SQL Server 2005 SSIS: Tuning the Dataflow Task
The Dataflow task is a high performance data transformation and integration engine. It is the data processing heart of Integration Services, capable of consuming data from multiple diverse sources, performing multiple transformations in parallel and outputting to multiple diverse destinations. It supports a pluggable architecture for stock components that ship with Integration Services as well as custom components written by third parties.
For data flows with five or six components with small data loads of a gigabyte or less, the Dataflow Task will almost certainly perform adequately out-of-the-box. However, large and complex data flow loads bring their own challenges and there are often more tradeoffs and decisions that need to be made that the Dataflow task cannot make for the user or over which it has no control.
In this article, I assess the ways in which you can tune the dataflow task by tweaking some basic settings. I call these turnkey settings because there isn't a lot of measurement or process involved when deciding to use them and because the benefits from the settings can usually be seen immediately. I then move on to define a general approach you can use for identifying and resolving performance issues, and squeezing every last ounce of performance from the Dataflow Task.
Turnkey Settings for Speedup
The Dataflow Task provides a number of settings and options you can use to eliminate unnecessary work or to diminish the amount of data that must flow through it. Some of these methods involve simple property settings, while others are a bit more complex. Also covered are the things you can do in the environment outside the Dataflow Task to speed up data flow. Although these methods are presented as a series of "do's and don'ts", understand that not every tip applies to every situation and that the items presented here are only guidelines, not hard rules that must always be followed. Knowing when to apply which rules is a matter of experience grown from testing and measuring the results.
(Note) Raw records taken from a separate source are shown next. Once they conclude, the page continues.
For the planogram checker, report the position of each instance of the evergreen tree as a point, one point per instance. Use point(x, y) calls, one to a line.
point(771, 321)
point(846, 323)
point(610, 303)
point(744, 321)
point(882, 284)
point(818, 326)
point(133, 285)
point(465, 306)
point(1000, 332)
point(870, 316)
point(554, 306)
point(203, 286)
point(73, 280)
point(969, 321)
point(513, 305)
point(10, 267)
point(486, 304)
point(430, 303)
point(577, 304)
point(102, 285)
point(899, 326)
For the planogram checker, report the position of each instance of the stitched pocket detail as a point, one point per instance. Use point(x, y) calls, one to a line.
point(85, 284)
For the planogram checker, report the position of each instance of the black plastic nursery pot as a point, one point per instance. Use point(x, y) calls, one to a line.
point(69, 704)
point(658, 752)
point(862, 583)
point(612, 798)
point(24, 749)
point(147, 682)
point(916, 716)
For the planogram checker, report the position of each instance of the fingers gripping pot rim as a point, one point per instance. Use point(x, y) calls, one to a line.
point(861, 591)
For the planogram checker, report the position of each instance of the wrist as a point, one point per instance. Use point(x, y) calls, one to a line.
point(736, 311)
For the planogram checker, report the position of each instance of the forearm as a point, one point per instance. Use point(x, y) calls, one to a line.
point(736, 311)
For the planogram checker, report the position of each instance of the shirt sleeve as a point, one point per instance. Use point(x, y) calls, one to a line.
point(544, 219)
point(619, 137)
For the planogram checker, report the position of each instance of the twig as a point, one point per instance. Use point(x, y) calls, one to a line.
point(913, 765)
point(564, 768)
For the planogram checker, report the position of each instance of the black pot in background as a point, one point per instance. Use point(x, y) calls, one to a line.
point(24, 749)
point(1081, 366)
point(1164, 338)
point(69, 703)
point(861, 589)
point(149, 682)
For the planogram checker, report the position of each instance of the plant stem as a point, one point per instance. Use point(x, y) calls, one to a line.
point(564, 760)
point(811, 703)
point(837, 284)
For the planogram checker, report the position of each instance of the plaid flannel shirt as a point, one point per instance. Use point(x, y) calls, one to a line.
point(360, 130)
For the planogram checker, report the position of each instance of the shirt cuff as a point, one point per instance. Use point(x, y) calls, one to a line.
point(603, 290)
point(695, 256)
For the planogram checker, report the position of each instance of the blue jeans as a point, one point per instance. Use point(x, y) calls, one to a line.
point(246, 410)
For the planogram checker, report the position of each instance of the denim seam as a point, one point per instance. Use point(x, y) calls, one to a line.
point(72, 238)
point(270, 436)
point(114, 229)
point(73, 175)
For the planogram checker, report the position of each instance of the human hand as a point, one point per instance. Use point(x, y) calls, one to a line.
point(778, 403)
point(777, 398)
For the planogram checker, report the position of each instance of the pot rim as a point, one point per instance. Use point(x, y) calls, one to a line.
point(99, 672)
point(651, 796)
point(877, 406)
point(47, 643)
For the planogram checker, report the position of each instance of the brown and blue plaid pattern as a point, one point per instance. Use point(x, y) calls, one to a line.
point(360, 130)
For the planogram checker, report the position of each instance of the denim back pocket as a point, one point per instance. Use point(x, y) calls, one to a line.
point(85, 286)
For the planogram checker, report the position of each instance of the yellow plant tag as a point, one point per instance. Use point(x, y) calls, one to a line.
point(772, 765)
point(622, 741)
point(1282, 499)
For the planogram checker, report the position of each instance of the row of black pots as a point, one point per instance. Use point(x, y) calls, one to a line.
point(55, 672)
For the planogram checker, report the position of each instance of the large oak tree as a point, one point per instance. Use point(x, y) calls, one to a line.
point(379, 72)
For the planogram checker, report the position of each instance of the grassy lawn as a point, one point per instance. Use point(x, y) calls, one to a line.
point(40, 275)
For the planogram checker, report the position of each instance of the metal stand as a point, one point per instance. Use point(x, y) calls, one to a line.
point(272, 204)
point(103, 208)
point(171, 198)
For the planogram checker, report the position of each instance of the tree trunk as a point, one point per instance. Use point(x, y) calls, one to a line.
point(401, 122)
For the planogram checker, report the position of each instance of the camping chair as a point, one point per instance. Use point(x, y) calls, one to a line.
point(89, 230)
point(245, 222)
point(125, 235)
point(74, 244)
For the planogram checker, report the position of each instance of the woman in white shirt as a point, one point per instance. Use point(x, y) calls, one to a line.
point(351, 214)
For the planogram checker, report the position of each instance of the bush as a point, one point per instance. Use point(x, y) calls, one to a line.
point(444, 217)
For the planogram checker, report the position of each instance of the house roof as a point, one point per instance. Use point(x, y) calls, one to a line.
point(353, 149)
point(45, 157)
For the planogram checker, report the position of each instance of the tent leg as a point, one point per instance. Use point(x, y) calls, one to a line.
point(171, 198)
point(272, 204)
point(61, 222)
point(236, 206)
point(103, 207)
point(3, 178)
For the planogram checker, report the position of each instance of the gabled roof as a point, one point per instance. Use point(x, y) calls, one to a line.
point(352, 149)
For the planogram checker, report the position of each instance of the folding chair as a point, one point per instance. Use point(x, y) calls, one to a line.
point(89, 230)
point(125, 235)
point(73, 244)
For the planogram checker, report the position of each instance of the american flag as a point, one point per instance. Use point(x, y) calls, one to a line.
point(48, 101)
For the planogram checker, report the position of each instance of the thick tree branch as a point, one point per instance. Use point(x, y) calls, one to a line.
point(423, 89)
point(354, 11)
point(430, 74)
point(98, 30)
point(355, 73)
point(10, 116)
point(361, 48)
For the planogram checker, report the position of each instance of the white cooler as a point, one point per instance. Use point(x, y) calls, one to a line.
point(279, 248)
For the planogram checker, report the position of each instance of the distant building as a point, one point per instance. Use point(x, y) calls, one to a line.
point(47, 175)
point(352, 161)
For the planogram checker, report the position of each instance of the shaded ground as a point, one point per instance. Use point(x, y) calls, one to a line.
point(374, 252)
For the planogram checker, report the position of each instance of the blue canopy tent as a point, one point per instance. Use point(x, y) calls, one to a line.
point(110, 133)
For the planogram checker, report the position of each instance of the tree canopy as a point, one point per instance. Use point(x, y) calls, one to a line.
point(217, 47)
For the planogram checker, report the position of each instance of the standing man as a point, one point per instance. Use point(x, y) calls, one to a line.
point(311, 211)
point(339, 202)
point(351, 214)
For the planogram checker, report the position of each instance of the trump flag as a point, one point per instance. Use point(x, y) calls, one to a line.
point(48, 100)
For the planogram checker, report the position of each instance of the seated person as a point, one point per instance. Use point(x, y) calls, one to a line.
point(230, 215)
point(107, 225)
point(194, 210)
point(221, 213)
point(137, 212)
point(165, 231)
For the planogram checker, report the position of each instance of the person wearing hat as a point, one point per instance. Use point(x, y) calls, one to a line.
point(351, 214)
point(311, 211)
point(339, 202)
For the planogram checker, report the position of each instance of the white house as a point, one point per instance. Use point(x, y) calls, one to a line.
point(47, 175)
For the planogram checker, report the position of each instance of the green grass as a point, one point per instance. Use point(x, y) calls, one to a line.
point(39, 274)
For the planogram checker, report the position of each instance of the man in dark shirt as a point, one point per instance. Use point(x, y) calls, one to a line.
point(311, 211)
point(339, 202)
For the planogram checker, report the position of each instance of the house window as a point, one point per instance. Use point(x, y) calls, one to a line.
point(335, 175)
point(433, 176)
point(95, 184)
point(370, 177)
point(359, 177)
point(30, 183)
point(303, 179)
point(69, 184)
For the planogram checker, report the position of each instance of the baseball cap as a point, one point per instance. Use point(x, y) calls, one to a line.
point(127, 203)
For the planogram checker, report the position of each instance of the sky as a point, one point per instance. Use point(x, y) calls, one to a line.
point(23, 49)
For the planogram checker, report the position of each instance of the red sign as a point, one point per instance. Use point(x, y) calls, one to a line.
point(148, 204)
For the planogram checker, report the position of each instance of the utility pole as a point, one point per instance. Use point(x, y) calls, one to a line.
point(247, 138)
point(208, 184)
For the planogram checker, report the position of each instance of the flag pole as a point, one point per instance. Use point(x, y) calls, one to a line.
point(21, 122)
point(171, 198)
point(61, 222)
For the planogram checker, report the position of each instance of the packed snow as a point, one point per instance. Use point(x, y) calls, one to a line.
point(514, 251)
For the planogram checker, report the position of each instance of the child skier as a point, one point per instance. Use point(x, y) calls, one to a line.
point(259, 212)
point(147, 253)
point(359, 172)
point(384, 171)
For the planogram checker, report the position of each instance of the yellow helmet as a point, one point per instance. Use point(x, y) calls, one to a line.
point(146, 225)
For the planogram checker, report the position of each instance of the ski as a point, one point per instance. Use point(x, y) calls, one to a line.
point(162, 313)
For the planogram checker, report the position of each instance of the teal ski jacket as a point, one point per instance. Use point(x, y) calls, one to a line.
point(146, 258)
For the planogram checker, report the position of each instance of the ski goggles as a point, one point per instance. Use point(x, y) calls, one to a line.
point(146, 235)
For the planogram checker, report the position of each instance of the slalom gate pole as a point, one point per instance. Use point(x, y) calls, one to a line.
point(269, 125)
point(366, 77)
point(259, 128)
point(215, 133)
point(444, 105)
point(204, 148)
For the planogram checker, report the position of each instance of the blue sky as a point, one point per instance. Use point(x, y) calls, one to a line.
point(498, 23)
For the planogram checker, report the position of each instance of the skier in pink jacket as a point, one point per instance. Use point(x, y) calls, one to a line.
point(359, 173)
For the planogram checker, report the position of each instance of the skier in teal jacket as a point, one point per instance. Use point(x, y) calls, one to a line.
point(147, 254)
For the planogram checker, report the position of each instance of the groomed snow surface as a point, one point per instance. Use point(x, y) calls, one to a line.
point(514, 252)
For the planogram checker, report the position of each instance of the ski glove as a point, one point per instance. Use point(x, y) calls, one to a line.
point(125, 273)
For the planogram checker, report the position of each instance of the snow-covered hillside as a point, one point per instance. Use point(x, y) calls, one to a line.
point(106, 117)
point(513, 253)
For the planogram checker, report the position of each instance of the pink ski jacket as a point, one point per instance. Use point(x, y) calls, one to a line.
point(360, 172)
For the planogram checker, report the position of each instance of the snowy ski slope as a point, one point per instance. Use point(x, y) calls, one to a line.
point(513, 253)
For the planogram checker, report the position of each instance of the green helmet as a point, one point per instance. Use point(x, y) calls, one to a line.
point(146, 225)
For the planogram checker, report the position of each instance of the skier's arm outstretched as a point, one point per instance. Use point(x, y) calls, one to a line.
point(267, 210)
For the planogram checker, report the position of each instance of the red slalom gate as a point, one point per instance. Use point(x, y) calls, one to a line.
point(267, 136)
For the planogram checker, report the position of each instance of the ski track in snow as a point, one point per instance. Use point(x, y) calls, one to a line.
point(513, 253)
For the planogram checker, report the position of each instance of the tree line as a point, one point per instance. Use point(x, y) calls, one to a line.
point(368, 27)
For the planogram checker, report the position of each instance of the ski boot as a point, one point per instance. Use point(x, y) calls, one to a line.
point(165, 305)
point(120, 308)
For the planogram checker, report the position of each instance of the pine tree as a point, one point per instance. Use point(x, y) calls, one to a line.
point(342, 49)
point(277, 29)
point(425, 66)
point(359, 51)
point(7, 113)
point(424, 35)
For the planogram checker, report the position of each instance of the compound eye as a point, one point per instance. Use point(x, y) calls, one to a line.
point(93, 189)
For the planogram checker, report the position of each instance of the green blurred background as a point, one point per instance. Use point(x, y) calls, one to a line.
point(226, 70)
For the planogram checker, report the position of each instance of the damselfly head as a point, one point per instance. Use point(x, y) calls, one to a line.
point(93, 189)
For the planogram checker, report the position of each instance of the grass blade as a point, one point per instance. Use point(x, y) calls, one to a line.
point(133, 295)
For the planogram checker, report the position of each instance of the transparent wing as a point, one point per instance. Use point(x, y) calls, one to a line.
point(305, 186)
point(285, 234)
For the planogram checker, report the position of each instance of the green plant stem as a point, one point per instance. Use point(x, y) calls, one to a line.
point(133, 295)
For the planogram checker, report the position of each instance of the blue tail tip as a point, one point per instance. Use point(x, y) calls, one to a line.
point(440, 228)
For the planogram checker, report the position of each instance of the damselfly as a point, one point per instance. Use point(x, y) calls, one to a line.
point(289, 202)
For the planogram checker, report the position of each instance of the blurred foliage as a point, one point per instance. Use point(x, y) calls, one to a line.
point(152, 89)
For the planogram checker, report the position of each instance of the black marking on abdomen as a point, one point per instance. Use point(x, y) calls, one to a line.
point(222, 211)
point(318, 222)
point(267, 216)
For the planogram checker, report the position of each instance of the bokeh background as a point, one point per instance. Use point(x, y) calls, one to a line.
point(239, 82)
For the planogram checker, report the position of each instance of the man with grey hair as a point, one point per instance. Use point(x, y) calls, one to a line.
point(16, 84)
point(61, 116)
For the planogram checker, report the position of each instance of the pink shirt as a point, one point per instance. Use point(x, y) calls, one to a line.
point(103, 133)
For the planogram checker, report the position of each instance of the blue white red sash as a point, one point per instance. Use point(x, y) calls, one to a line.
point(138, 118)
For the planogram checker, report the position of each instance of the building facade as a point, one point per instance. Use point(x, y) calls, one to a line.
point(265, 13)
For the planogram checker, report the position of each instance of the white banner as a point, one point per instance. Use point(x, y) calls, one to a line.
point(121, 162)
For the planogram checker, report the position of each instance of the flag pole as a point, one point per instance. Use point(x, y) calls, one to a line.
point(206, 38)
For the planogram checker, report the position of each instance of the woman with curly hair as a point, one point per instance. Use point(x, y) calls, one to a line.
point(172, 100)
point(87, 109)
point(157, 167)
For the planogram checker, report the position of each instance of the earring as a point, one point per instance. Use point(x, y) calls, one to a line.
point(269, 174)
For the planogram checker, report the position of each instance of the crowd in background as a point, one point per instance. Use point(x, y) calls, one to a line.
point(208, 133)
Eliminating Unnecessary Work
Often you may find that the best data flow optimization you can achieve is to simply eliminate work the Dataflow Task must do. Eliminating work is almost always preferable to making the Dataflow Task faster because you get a 100% speedup for every bit of work you eliminate. The following tips describe ways to eliminate work from the Dataflow Task:
Optimize the Sources
Most of the optimizations for eliminating unnecessary work have something to do with eliminating the data coming from the sources. The following are a few ways to eliminate unnecessary data from entering into the data flow:
Remove Unneeded Columns
Unneeded columns are columns that never get referenced in the data flow. The Execution Engine emits warnings for unused columns, so they are easy to identify. This makes the buffer rows narrower. The narrower the row, the more rows that can fit into one buffer and the more efficiently the rows can be processed.
NOTE:
Buffers are objects with associated chunks of memory that contain the data to be transformed. As data flows through the Dataflow Task, it lives in a buffer from the time that the source adapter reads it until the time that the destination adapter writes it.
Binary Large Objects (BLOBs) are particularly burdensome to the Dataflow Task and should be eliminated if at all possible. Use the queries in the source adapters to eliminate unnecessary columns.
Use a SQL Select Statement to Retrieve Data From a View
Avoid using the Table or view access mode in the OLE DB Source Adapter. It is not as performant as using aSELECT statement because the adapter opens a rowset-based on the table or view. Then it calls OpenRowset in the validation phase to retrieve column metadata, and later in the execution phase to read out the data.
Testing has shown that using a SELECT statement can be at least an order of magnitude faster, because the adapter issues the specified command directly through the provider and fetches the data using sp_prepare without executing the command, avoiding the extra roundtrip and a possibly inappropriate cached query plan.
Optimize Source Queries
Using traditional query optimization techniques optimize the source adapter SQL query. SSIS doesn't optimize the query on your behalf, but passes it on verbatim.
Flat File and Other File Sources
Retrieving data from file sources presents its own set of performance challenges because the data is typically in some format that requires conversion. For example, the Jet Provider only supports a limited set of data types when reading Excel files and flat file data are always of type string until converted. Here are a few hints on how to eliminate unnecessary data flow work:
- Combine Adjacent Unneeded Flat File Columns – to eliminate unnecessary parsing
- Leave Unneeded Flat File Columns as Strings – don't convert them to dates etc. unless absolutely necessary
- Eliminate Hidden Operations – mostly the Dataflow Task is explicit about what it is doing. However, there are some components that perform hidden or automatic conversions. For example, the Flat File Source Adapter will attempt to convert external column types to their associated output column types. Use the Advanced Editor to explore each column type so that you know where such conversions occur.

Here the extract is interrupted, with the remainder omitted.